I had a career that started as a documentation engineer, writing comments. The interests and the enthusiasm I showed didn't go unnoticed, and I was brought into Development organisation writing Visual Basic based installer. I released the 1st web version of the product I am supporting now (15 years later), not to mention the first query builder I wrote is from this company. I was a developer, a technical lead, an engineering lead - and then head of an organisation - the opportunities were all most enticing but over the period, I became humble, I was conscious and most importantly, I owned what I did - and all of these were due to the opportunities I got in here.


There are many memorable events - the best things were always there before you know it :-) One of the very few events that I can still remember is the CEO sitting next to us, patting my shoulder and encouraging me to talk about technology - how many companies promote or even provide such a face-to-face opportunity? When Mr. Baan’s appreciations always come unannounced, and in 2013 was an event which he was presiding when he suddenly made me stand up and told how great I am handling the Support organisation - this kind of appreciation, individual attention is not something you can expect from a CEO, and yet he knows me!

Mr. Baan is always straight-forward, from appreciation to correcting the mistakes - it always came straight from him; it was never filtered or altered. He did not manage things, not at least at the floor level - he lead people. He not only listens to your suggestions, but also ensures he tries and lets me know the outcome. He showed empathy to his employees, and always provided freedom, opportunities and ownership to everyone. Mr. Baan greatly respects an individual’s privacy - especially their family. Cordys had a culture of working only for 6 days, and taking break for 1 day which he considers a great need to connect to family and catch-up with themselves. This was even at a peak of having 200+ customers supported on a 24x7 basis.

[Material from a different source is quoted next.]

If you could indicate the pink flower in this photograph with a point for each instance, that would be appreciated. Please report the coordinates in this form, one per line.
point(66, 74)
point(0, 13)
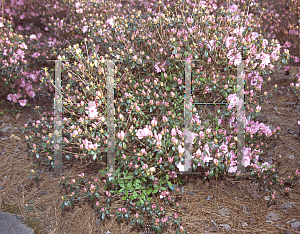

People associate my personality to “leader”, not a “manager”. They respect my working style of connecting to each employee and asking the simple question “let me know if I can help you in any way”. I appreciate the individual when it comes to success, and in failure, I let the team own it (including the job of ensuring the individual knows his/her mistake). I realize the most important thing is to nurture talent. All of these qualities, some might say it as mine - were actually shaped up by the environment and the opportunities provided by it. And I am proud to say I learnt, experimented and later practiced all of this in Cordys. Everything I learnt in my professional career - most importantly everything I practiced in my professional life, came from here. It made me a leader that I am now, not just a manager.